About human feelings and our tendency "to use laws to gain some advantage" is to my mind the easiest challenge. le us consider for a second that we are logical machines with feelings that distort our vision of reality ( right now I am thinking of Plato's cave metaphor). We lose ,to various degrees of course, our capacity of magical judgment once we are in a context that triggers our emotions ( love, hatred, envy, desire etc.)
Seen from this perspective, we can consider that all emotions function like viruses that attack our system. But these viruses are dormant. They need a context, the right amount of pre-destabilizing background and of course the right illusion to make the individual honestly think he/she is going through a unique and original experience.
So at the end of every analysis, emotions are like dormant viruses and can be artificially recreated using the suitable algorithms.
Joashim,
I like your contribution because I know you know your field of research and I truly admire your technical expertise. Had I half your skill, I would be able to create the first auto sufficient homo-cyborg. But I'm just a philosopher and a theoretician.

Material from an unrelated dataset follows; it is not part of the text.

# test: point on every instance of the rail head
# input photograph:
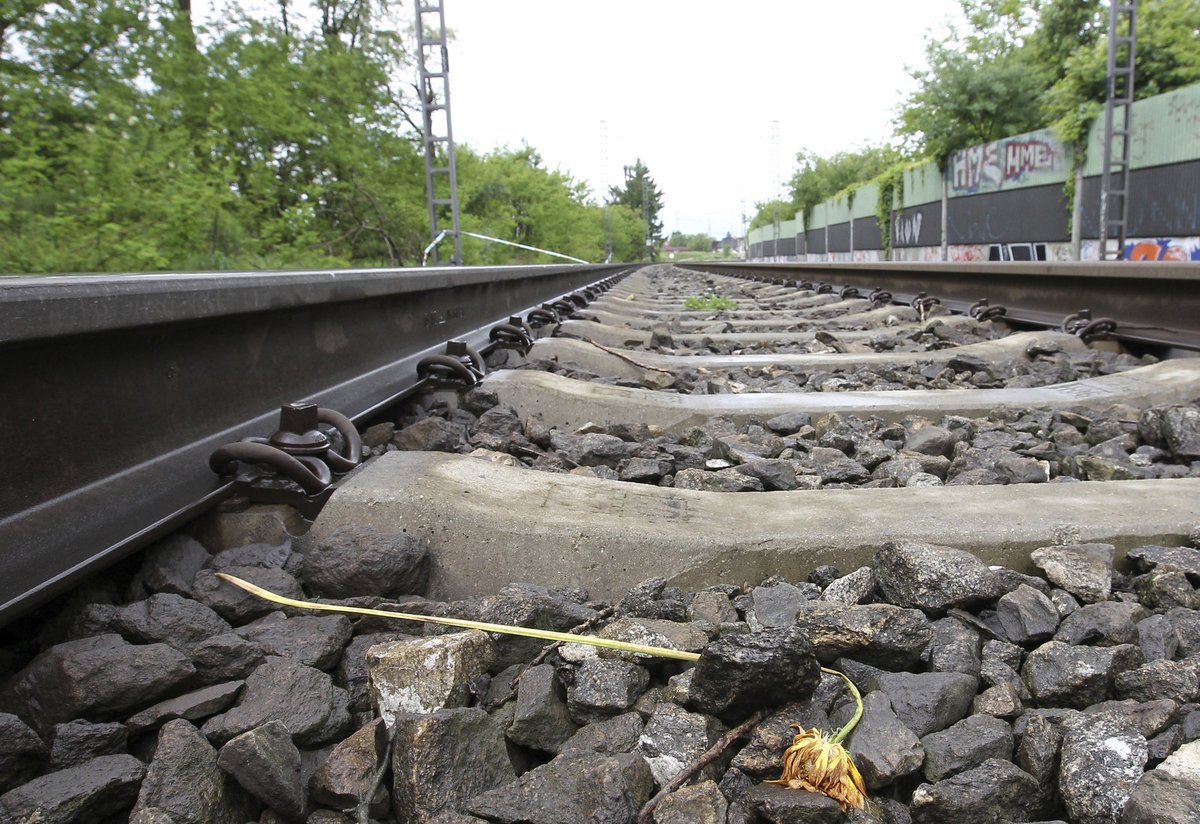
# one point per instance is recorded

You pointed out a very important fact: "The problem is
power supply: accumulators don't have
the necessary energy density yet that
is needed to let them walk around
a couple of hours."
Let's go back to the essential. In order to survive, humans need air ,water and food. Notice that at least water and air are electromagnetic wave transmitters. So, to my mind, the creation of a self-sustained power supply lays in this very simple fact. We have to create accumulators that are able to receive electromagnetic waves ( like radio waves for example) and are able to transform these waves into energy. This is , to my mind, the best way to deal with this serious challenge.
Truly speaking the aim is not so much creating cyborgs that feel, etc. in the very same sense as humans do. No one, reasonably would argue that. The aim, on the contrary is creating cyborgs - or let's call them the way we want - capable of feeling, making choices, and acting on their own. The literature about it is large , and a good reading shows my point.
If not all, many bets are on, indeed. The real question is not whether that is r not feasible. The real question is when shall we attain that point in techno-scientific research.
That singularity is presumably to be reached some time in next 20 to 40 years, it has been said. I do not see any dangerous on that endeavor. Unless, of course, one' s ego is too big enough not to have "something" better, or different, or higher that we ourselves.
I like it when you said "The real question is when shall we attain that point in techno-scientific research." So we agree that it is feasible. Now let me ask a question which is in fact a corollary to your suggestion; Why not now?
A second question and now it is a response to your statement: "No one, reasonably would argue that." Why not again? Of course this cyborg will be a thousand times smarter than a homo Sapiens but why not in the image of us after all. Can we imagine things we do not really know?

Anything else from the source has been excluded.